Archive for the 'バスケットボール' Category

ありがとうございました

Coach Tommy 5月 2nd, 2012

やっとシーズンが終了しました。

残念ながらプレイオフに出ることはできませんでしたが、チームは7位という成績でした。
シーズン序盤はなかなか勝つ事ができず、1勝13敗というスタートでしたが、シーズン最後の3月、4月は、10勝6敗と良い形でシーズンを終えることができてよかったです。
シーズンの中で困難なことに直面することもたくさんありましたが、いろいろな方に助けられ、チームでそれを乗り越えることができたことに価値があると思っています。
きっと選手もスタッフも、シーズン後半は試合をすることがとても楽しくて、シーズンを終えなければならないことが残念だったのではないかとも思います。

個人的には、シーズン中に突然のHCの退団で、環境が大きく変化しましたが、シーズン前よりひたすらにビデオを見続けて来たことが役に立ったと思っています。もちろん、失敗もたくさんありましたが、それが最終的に「活きた失敗」にできたことが良かったと思いますし、次につなげていきたいです。

と、まぁここまでマジメに書いてしまいましたが、終わってみて、「楽しかった!」という気持と、少し「疲れたな〜」という気持が実は一番大きいです(笑)

楽しんでやれた理由はきっと、「変化」を感じられたから。変化もいろいろありますが、一番は応援してくれる人たちの変化。
開幕戦と最終戦では、本当に会場の雰囲気が大きく変わりました。変化を感じ始めたのは、3月11日の試合ですかね。あの試合は本当にすごかった。試合前から予感はしてたけど、何か目に見えない会場のエネルギー。あれがあるからバスケットはやめられない。コートにいられただけで本当に幸せ。一生忘れられない試合ですね、きっと。

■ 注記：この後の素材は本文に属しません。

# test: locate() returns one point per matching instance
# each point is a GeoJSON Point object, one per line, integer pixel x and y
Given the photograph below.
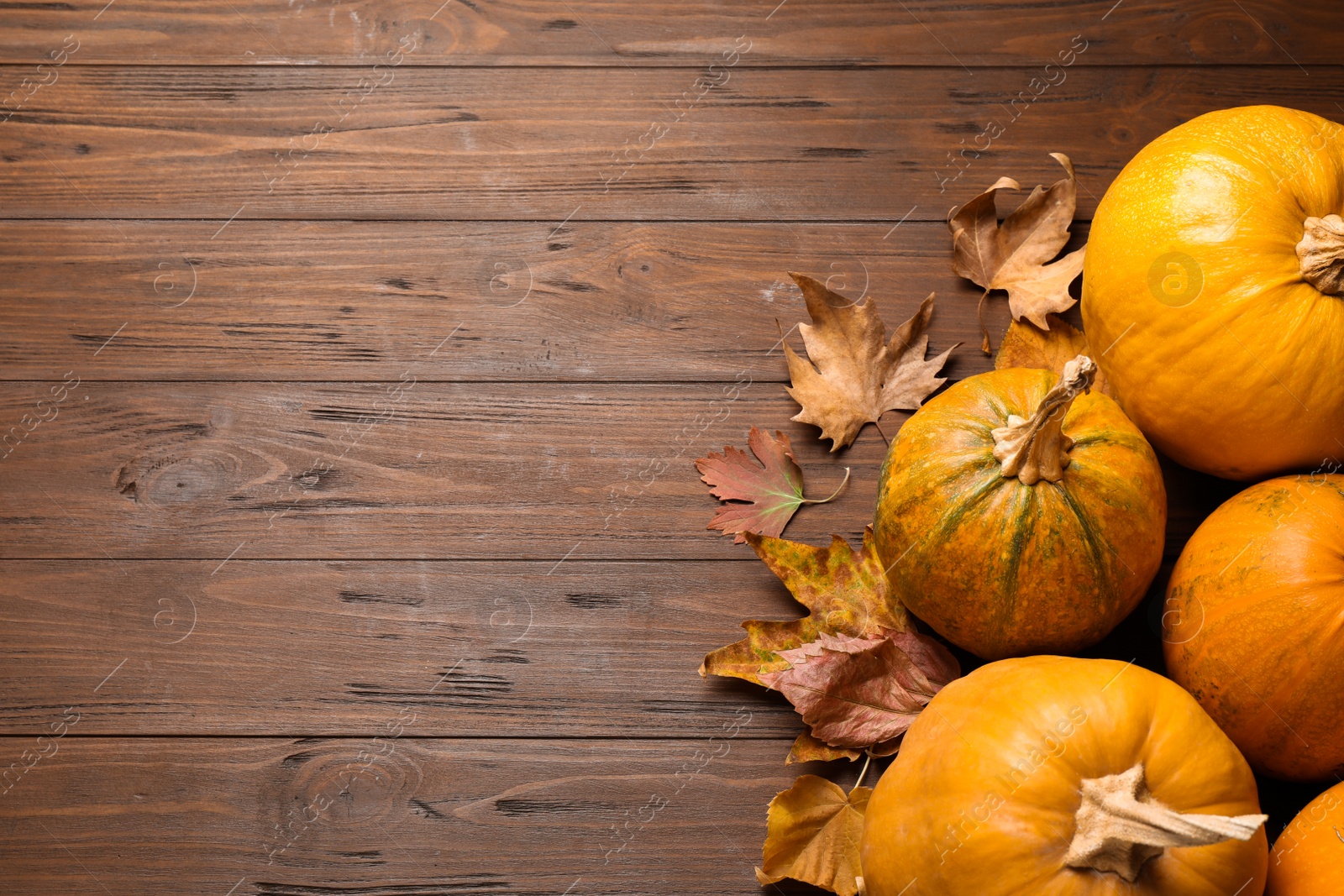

本当に、岩手県にしっかりチームが根付いていけばいいなと思います。
また、その最初のシーズンに関わることができて本当に幸運だったし、感謝しています。

今シーズンも「知らない」「分からない」「できない」ことがたくさんあることに気がつき、楽しいシーズンでした。「知らない」=「ワクワク」です。
もっともっと追求していきたいと思いますので、いろいろな所に勉強しにいきたいと思います。
シーズンは終わりましたが、自分のバスケットは終わりません。
今後とも応援よろしくお願いします。
ありがとうございました!

「疲れた」は2、3日ゆっくりすれば回復すると思います(笑)

Final4 終了

Coach Tommy 4月 16th, 2012

毎回言ってますが、久々の更新(1ヶ月半ぶり)です(汗)

ということでFinal4といってもユーロリーグのことではなく、NCAAの話題。
ご存知のようにCalipariコーチが率いて3年目のUKがついに全米チャンピオンになりました。Calipariといえばリクルートで有名なコーチですから、ある意味では「勝って当たり前」と言う方も多いかと思います。確かに今シーズンのリクルート、Anthony Davis、Kidd-Gilchrist、Marquis Teagueと恐ろしい能力の1年生たち。2年生にも昨年「NBAに行かなかっただけ」と言ってもいい、Terrence JonesにDoron Lambと豪華メンバーを見ると、勝って当たり前と言いたくなる気持ちも分かりまけどね。NBA選手がおそらく7人くらい出るチームですから。
 
 それでも、優勝するかどうか、あれだけのタレントをチームとして機能させられるかってまた別の問題だと思うんですよね。むしろ、あれだけのタレントだからこそ、チームとして機能させることが難しいのではないかと思います。
NCAAってプロに比べると、「コーチの色が非常に強く出るバスケット」、というか「自分の色を強烈に発揮するコーチ」がとても多い所です。あのコーチは2-3Zone、あのコーチはフルコートプレス、また別のコートはプリンストンオフェンスとか。
なので、コーチのやりたい(目指す)バスケットに合うプレイヤーをリクルートをすることが多いです。(Mid-Majorは事情が違うかもしれませんが)
Calipariコーチはここ数年のトップ高校スターの多くをリクルートしてますが、当然ながらそれぞれの選手の個性は違うので、チームシステムもそれに応じて変化させる必要がありますし、実際毎年かなり変化しています。
4年前のDerrick RoseがMemphisにいた時に脚光を浴びたDrible Drive Motionオフェンスは、今でもCalipariコーチの十八番のように思われていますが、昨シーズンくらいからそのエッセンスは残しつつも、かなり違うオフェンスをしています。
忘れがちですが、今シーズン当初はなかなか負けはしないものの、非常にターノーバーも多く、完成度の低い危ういチームという印象のが、今年のUKでした。(昨年もそうだっったかな?)
それにもかかわらずトーナメントでは、優勝という結果以上にチームとしてとても魅力あるバスケットで、本当に見ていて楽しいチームでした。
チームの変化を見るのもバスケットの楽しさの一つですが、それを演出できる力もコーチの力量にかかっているのだと思います。
また、Calipariコーチの下でプレイをした選手がNBAで大成功を納めていることは、Calipariコーチの大学時代のコーチングと決して無関係ではないと思います。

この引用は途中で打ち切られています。